Victoria the rhino is pregnant. She’s carrying the hopes of a species, too
Victoria is a southern white rhino, but her pregnancy is a dress rehearsal for creating more northern white rhinos, grown from stem cells
Victoria, a southern white rhino at the San Diego Zoo Safari Park, is pregnant. It’s an event of vital importance for a programme to bring back her nearly extinct kin, the northern white rhino.
The developing baby is also a southern white rhino, conceived on March 22 through artificial insemination. But the pregnancy is a dress rehearsal for the ultimate goal of creating more northern white rhinos, grown from embryos made from stem cells.
The lengthy rhino gestation period means the baby isn’t due until the summer of 2019. A failure would mean more work needs to be done, or that the female is infertile.
Jeanne Loring, a stem cell scientist at The Scripps Research Institute, has worked on this project with the zoo for years. She expressed delight in the news.
“That’s awesome,” Loring said from Germany. “It’s an amazing feat. This is a milestone.”
Much of the rhino reproductive system hasn’t been studied before, she said. So the zoo and allied researchers like Loring have had to invent the technology as they go along.
The project’s roots go back decades to a dream inspired by Oliver Ryder, a geneticist at San Diego Zoo Global, the zoo’s conservation arm.
Ryder suggested deep-freezing tissue from endangered animals, in the hope that future technology could recreate whole animals from these cells. He established a cryobanked collection of tissue from these animals, known as the “Frozen Zoo.”
Loring is leading a separate project to use the cells to treat Parkinson’s disease. These induced pluripotent stem cells, as they are called, are to be created from the patients themselves. They will be matured into brain cells of the type destroyed in Parkinson’s, then implanted into the patient’s brains.

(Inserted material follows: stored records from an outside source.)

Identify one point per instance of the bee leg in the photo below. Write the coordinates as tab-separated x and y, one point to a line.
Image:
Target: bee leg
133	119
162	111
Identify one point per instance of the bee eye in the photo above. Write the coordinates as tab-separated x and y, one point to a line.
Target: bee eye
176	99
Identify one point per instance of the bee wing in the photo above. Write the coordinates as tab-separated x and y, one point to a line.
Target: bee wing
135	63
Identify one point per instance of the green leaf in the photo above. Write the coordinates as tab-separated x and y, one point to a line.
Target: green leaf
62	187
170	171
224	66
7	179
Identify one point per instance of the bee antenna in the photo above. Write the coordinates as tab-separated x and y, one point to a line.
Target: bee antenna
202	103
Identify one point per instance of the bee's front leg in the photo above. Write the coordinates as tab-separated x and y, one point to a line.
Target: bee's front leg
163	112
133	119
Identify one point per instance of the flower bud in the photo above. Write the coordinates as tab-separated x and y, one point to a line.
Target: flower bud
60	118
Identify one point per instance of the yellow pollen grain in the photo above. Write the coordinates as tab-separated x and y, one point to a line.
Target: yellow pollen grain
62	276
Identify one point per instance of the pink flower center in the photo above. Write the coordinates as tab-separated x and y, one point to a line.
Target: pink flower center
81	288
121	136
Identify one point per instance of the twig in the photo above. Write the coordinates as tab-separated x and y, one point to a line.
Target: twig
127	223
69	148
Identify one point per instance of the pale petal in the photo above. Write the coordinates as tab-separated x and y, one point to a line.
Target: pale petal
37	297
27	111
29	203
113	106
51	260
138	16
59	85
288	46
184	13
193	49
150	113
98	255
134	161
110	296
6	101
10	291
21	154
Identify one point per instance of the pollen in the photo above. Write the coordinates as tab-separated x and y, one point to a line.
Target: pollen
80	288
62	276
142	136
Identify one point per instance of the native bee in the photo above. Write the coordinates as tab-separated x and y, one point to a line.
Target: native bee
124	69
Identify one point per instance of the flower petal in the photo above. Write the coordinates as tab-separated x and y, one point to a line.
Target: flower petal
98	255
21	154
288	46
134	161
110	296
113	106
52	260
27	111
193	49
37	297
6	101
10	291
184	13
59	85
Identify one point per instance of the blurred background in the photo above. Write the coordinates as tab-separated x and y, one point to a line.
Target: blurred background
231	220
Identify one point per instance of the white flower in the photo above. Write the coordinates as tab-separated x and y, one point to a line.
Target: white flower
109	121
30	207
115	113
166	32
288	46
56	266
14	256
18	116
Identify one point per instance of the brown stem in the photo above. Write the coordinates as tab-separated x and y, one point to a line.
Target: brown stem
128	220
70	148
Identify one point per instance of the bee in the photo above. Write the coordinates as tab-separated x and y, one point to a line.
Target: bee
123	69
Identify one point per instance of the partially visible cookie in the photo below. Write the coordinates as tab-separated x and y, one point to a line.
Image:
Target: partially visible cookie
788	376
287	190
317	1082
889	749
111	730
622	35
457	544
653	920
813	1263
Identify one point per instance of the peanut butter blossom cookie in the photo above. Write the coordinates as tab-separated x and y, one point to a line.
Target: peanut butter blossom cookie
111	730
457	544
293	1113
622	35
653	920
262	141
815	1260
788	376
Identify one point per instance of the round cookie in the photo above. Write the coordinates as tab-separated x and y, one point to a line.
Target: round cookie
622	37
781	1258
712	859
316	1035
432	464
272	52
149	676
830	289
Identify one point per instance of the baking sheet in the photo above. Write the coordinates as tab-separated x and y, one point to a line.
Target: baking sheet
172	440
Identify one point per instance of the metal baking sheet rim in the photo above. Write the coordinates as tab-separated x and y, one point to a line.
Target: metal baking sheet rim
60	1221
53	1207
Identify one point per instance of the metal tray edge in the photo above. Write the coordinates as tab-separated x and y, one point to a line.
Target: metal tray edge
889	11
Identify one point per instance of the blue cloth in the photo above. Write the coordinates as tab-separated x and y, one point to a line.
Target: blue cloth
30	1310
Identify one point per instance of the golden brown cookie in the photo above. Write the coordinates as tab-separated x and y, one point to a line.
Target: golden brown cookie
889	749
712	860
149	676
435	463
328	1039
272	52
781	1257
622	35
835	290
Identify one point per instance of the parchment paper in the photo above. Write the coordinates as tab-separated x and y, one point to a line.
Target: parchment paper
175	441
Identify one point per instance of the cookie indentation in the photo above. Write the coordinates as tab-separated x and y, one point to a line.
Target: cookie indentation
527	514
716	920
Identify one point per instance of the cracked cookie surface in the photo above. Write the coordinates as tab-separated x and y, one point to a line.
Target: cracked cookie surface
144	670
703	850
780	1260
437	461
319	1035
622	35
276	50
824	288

The rhino project is even more complicated. Thawed cryopreserved tissue will be converted into the artificial embryonic stem cells, then matured into egg and sperm cells. These will be united by in vitro fertilisation to create an embryo. This is what will be implanted into the southern white rhino surrogate mothers.

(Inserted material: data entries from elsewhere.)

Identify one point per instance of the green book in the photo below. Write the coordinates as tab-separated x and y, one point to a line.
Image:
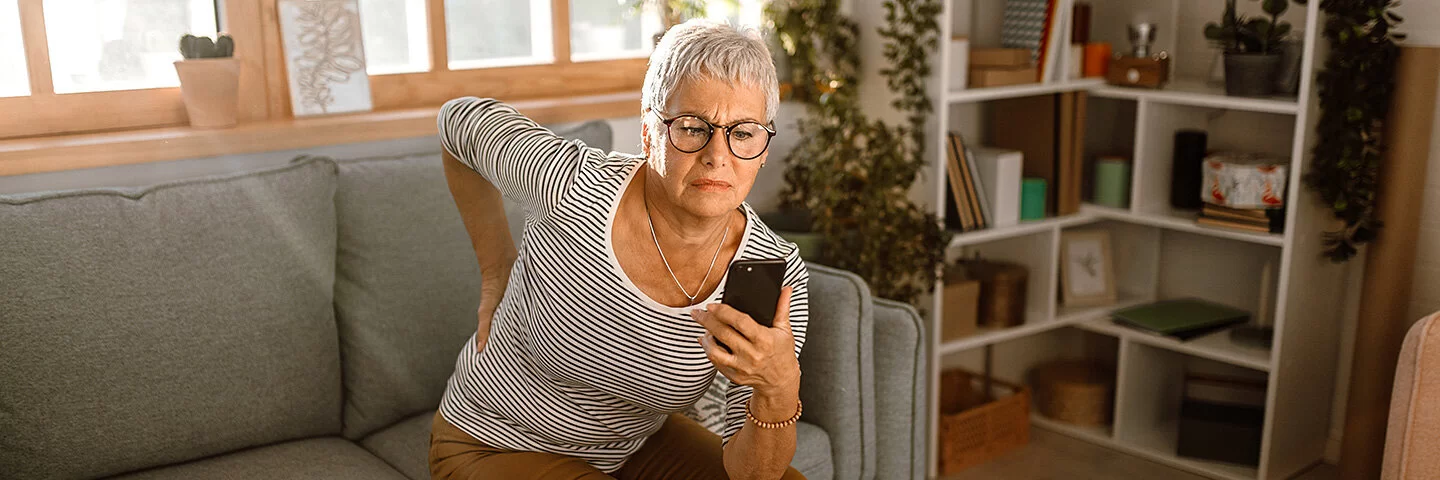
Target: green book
1182	319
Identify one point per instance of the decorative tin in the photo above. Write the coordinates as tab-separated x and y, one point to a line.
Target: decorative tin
1244	180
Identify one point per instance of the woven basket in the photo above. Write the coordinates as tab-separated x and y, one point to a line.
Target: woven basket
974	430
1074	392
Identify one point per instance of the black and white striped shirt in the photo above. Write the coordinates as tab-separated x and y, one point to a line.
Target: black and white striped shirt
579	361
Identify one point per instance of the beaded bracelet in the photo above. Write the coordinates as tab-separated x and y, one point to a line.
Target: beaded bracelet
768	425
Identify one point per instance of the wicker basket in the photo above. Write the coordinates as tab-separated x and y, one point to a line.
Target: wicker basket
974	428
1074	392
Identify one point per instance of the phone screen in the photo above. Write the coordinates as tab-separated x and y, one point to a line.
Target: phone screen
753	287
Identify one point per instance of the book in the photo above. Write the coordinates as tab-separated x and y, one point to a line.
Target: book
1182	319
952	169
1023	26
1030	124
1233	224
1051	43
1267	221
1210	209
978	188
1000	175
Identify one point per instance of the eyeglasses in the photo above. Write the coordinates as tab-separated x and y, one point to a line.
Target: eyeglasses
746	139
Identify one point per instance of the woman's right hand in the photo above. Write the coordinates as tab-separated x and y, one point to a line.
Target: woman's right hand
491	291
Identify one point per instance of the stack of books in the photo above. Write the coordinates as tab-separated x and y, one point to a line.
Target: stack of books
984	186
1262	221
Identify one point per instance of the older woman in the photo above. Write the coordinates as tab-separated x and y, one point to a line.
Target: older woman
609	317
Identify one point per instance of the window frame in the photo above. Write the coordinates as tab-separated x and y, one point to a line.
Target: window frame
264	84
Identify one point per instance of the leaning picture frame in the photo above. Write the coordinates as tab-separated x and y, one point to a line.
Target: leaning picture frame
1086	268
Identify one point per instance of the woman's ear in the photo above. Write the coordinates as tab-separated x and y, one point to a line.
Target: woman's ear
644	137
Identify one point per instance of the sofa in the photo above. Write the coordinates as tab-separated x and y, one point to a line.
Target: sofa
1413	434
300	320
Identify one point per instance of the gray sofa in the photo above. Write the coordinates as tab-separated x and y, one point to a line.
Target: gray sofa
300	322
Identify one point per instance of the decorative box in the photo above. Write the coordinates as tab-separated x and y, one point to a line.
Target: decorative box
982	77
1243	180
981	418
1002	291
1221	420
962	300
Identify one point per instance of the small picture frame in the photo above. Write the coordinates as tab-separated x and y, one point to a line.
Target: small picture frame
1086	268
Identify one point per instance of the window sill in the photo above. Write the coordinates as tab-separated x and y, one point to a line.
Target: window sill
20	156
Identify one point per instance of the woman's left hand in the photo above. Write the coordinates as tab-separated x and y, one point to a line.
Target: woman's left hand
762	358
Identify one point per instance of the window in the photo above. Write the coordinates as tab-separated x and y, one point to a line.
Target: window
90	65
108	45
611	29
13	81
487	33
396	38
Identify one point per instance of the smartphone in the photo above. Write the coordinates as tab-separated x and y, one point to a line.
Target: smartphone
753	287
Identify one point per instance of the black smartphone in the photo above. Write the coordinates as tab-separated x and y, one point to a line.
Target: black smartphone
753	287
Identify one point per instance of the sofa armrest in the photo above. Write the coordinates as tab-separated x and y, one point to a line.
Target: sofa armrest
837	382
1413	437
900	374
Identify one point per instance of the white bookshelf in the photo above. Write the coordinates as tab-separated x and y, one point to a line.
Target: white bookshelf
1159	252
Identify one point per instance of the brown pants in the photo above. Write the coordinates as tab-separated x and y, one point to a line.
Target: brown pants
680	450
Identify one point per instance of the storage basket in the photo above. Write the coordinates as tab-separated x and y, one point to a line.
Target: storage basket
1074	392
974	428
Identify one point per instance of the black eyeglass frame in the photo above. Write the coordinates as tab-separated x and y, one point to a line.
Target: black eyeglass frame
710	134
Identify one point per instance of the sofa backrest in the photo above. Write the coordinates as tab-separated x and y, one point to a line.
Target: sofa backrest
150	326
406	283
406	289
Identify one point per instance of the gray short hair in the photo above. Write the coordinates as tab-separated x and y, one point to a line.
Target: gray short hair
714	49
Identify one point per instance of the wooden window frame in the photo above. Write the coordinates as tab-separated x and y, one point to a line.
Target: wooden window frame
264	84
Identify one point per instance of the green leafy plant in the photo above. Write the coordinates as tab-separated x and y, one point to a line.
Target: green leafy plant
671	12
1237	33
850	172
202	46
1355	88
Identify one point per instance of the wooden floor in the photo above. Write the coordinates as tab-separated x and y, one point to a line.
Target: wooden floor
1053	456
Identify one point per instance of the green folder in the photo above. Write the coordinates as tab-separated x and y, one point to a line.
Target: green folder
1182	319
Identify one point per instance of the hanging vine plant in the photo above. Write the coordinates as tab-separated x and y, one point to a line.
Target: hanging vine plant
850	172
1355	88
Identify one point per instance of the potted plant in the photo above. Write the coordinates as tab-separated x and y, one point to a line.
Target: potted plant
209	80
1252	48
848	178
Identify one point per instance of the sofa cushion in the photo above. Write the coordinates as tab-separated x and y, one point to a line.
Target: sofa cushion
406	283
313	459
1413	434
159	325
900	414
812	453
838	365
406	289
406	447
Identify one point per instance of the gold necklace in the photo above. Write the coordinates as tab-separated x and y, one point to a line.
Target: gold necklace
651	221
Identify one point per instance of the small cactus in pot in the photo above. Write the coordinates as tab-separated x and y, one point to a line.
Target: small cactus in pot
202	46
209	80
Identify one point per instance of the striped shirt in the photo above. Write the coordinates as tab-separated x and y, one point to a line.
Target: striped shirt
579	361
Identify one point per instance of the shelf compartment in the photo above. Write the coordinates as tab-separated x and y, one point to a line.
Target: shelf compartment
1015	91
1216	346
1096	434
1023	228
1148	398
1195	92
1180	221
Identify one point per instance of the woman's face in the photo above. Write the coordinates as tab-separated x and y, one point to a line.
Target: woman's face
710	182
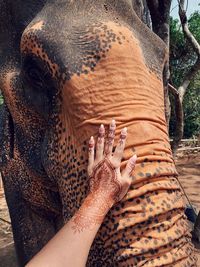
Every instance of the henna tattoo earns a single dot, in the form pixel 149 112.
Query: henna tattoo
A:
pixel 131 165
pixel 101 134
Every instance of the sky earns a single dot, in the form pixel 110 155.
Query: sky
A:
pixel 192 6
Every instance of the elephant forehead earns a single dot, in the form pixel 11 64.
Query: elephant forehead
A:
pixel 119 85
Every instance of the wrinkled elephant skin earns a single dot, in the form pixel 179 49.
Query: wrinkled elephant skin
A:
pixel 81 65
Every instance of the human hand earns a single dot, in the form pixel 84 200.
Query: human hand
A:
pixel 104 168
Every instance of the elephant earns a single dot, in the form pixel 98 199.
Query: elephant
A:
pixel 68 66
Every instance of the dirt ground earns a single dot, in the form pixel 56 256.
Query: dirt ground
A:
pixel 188 166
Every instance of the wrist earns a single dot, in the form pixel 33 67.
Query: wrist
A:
pixel 101 200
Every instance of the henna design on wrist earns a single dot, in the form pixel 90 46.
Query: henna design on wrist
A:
pixel 101 134
pixel 110 138
pixel 104 176
pixel 123 136
pixel 105 191
pixel 91 145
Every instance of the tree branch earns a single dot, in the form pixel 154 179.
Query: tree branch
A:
pixel 178 133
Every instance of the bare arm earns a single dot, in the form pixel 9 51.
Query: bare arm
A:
pixel 71 245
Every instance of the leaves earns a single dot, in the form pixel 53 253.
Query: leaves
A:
pixel 182 57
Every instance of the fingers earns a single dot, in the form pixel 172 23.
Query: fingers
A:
pixel 130 166
pixel 118 154
pixel 100 143
pixel 110 139
pixel 90 155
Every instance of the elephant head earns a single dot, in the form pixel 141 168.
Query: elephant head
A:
pixel 83 63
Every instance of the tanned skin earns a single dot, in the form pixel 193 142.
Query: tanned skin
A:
pixel 107 186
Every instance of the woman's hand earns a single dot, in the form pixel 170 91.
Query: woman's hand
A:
pixel 106 179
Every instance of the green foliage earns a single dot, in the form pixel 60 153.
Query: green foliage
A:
pixel 182 57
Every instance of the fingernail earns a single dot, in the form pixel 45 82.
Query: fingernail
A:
pixel 101 129
pixel 113 122
pixel 124 130
pixel 133 159
pixel 91 141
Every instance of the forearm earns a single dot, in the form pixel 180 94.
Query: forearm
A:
pixel 71 245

Loring and Ryder are co-authors of a recent study describing how stem cells were produced from four northern white rhinos with a method they say is superior. Unlike earlier methods, it doesn’t use viruses to deliver genes that help convert the cells. So the cells created have a healthier genetic profile.
The Safari Park says the work may be applicable for other rhino species, including the critically endangered Sumatran and Javan rhinos.